Staatssekretär Dr. Berend Lindner: „Der Tourismus ist ein wichtiger Teil unserer Wirtschaftspolitik. Wir verfolgen mit der Tourismusförderung das Ziel, den Wirtschaftszweig Tourismus als umsatzstarke und beschäftigungsintensive Branche zu stärken. Das Konzept von SOLBACH Hotel & Gastronomie fußt auf Kooperationen mit Unternehmen auf der Insel und der Region. Die bestehende Infrastruktur im Ort sowie touristische Angebote werden dadurch besser ausgelastet.

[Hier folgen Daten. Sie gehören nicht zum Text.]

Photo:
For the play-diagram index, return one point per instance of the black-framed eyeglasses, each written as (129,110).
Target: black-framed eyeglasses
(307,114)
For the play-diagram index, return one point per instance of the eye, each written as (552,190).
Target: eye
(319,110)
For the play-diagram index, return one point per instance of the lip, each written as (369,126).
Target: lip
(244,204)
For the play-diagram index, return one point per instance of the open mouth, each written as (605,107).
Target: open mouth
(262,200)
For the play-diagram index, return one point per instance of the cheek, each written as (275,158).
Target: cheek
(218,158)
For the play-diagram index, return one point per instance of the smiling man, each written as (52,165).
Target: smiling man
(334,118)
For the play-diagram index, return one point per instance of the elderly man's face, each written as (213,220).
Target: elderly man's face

Durch das ‚Mitten Mang‘ wird mit Unterstützung des Landes Niedersachsen ein weiteres qualitativ hochwertiges Angebot auf Langeoog entstehen. Besonders freut mich, dass ganzjährige Arbeitsplätze geschaffen und gesichert werden.“

Basis dieser Förderung ist die einzelbetrieblichen Investitionsförderung, mit der die nieder-sächsische Landesregierung Unternehmen der gewerblichen Wirtschaft bei Investitionen in den strukturschwächeren Gebieten des Landes unterstützt. Ziel ist es, das Einkommen und die Beschäftigung in diesen Regionen zu erhöhen und zu sichern und damit regionale Entwicklungsunterschiede abzubauen. Die Fördermittel stammen aus dem Europäischen Fonds für Regionale Entwicklung (EFRE) und der Gemeinschaftsaufgabe „Verbesserung der regionalen Wirtschaftsstruktur“ (GRW).